A pledge by Dresdner’s then Chief Executive Officer, Stefan Jentzsch, to set aside 400 million euros for bonuses in 2008, before the investment bank was acquired by Commerzbank, was binding, the court said today. Commerzbank, which reduced Dresdner bonuses by 90 percent, argued a 6.5 billion-euro loss at the unit justified the move.
“There was, in truth, overwhelming evidence justifying the conclusion that this promise was intended to be legally binding,” Justice Patrick Elias said in a ruling in London.
While banks try to combat or avoid European Union proposals for some of the world’s toughest pay curbs, Frankfurt-based Commerzbank has fought legal battles in Germany, Italy and Japan to defend its bonus cuts. At the 2012 trial in London, Chief Executive Officer Martin Blessing said he wanted bankers to be motivated by loyalty not money.
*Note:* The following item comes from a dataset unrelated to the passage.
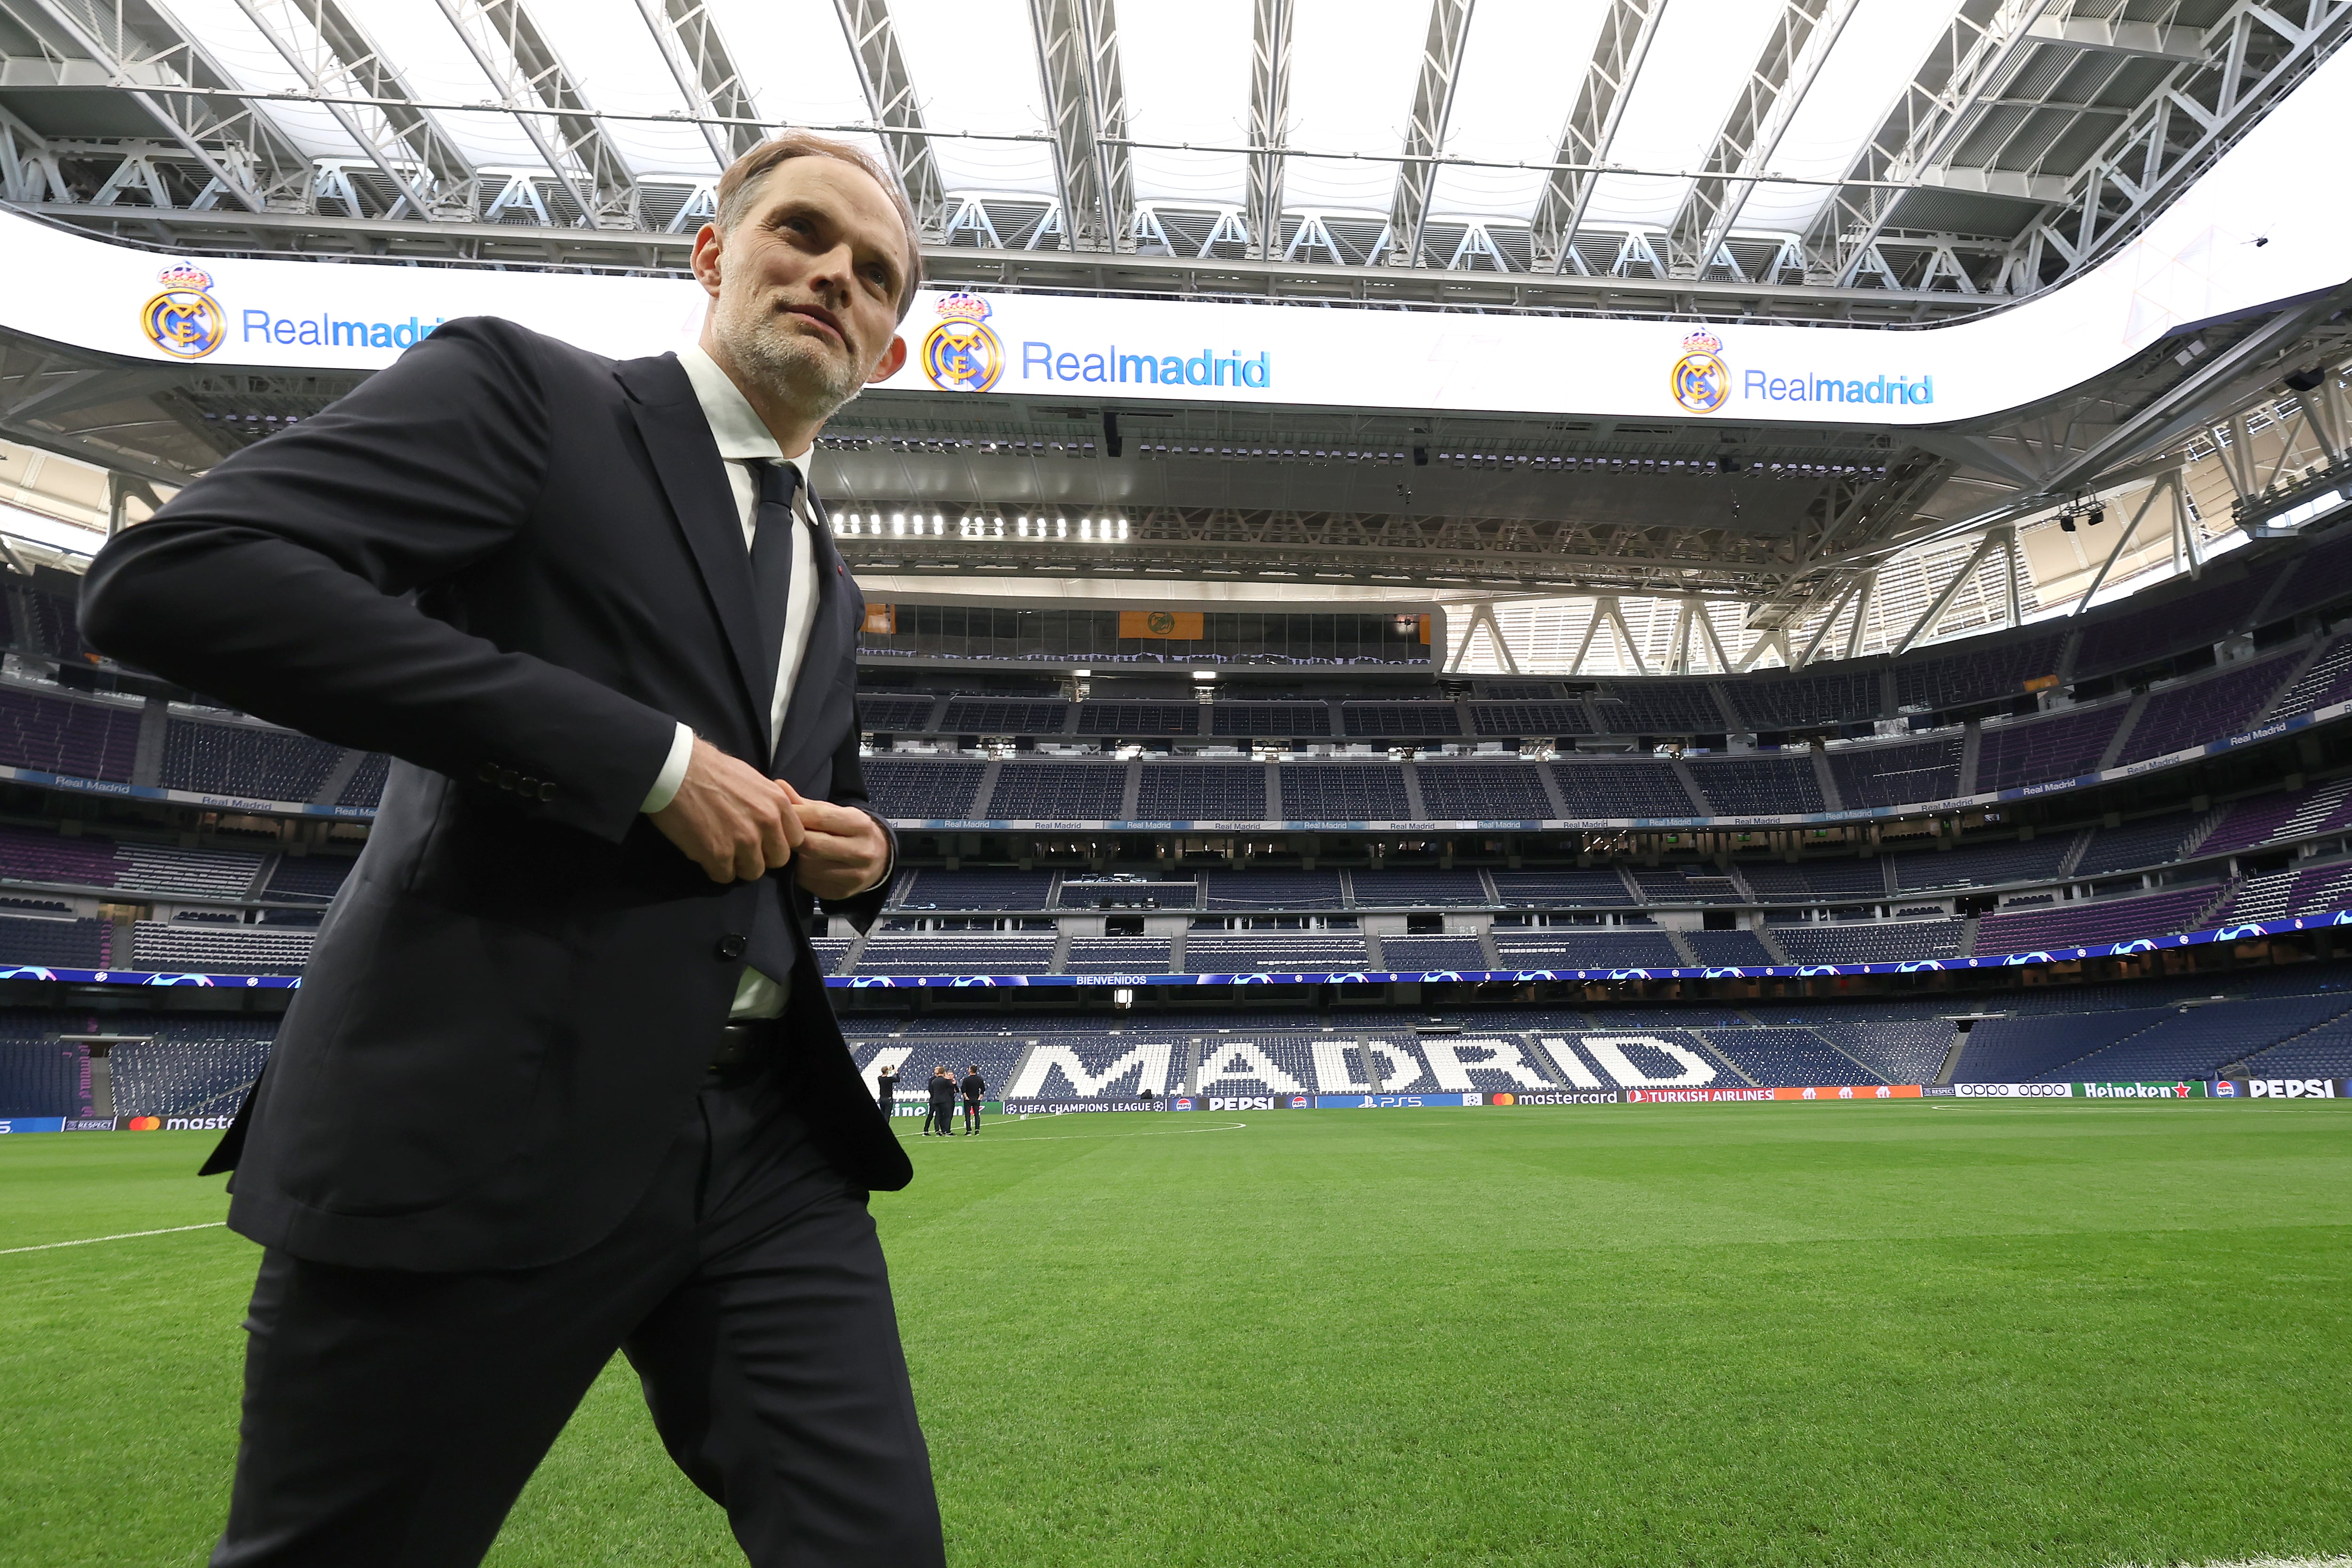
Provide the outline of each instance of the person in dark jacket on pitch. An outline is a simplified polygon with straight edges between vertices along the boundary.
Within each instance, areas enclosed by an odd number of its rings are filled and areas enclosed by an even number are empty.
[[[945,1066],[931,1069],[931,1115],[923,1123],[923,1135],[929,1137],[937,1129],[942,1138],[955,1136],[955,1073]]]
[[[882,1114],[887,1117],[891,1114],[891,1108],[898,1099],[898,1069],[884,1068],[874,1077],[874,1103],[882,1108]]]
[[[963,1130],[967,1137],[980,1131],[980,1100],[988,1092],[988,1080],[980,1076],[980,1068],[971,1063],[963,1065]]]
The ruling “is a triumph for common sense and for some very well-established principles of English contract law,” Clive Zietman, the lawyer for 83 of the bankers, said in a statement. “It is a great pity that the bank saw fit to contest so vigorously and for so long, a case that could so easily have been avoided.”
Commerzbank said in an e-mailed statement it hadn’t decided whether to appeal to the U.K. Supreme Court. The ruling is a “regrettable outcome in view of the ongoing regulatory, public and shareholder calls to establish a sound relationship between banks’ performance and variable remuneration.”
The German lender bought Dresdner from Allianz SE in January 2009, the same year it took an 18.2 billion-euro bailout from Germany at the height of the financial crisis.
Shareholders last week criticized Commerzbank’s management at an annual general meeting after shares fell 20 percent in six weeks on capital-raising plans. Since the financial crisis began, losses for the stock are almost double the 48 percent decline of the benchmark Bloomberg 500 European Bank Index.
Dresdner was under pressure from the U.K. finance regulator to prevent an exodus of staff during a 2008 restructuring. Jentzsch’s comments at a town hall meeting in Frankfurt were intended to stabilize the bank, the judge said in the ruling.
“This case is a salutary reminder to employers that it is not always good to talk,” said Sarah Henchoz, a lawyer at Allen & Overy LLP who wasn’t involved in the trial. “Employers need to be careful what they say to employees about bonus or potential bonus entitlements.”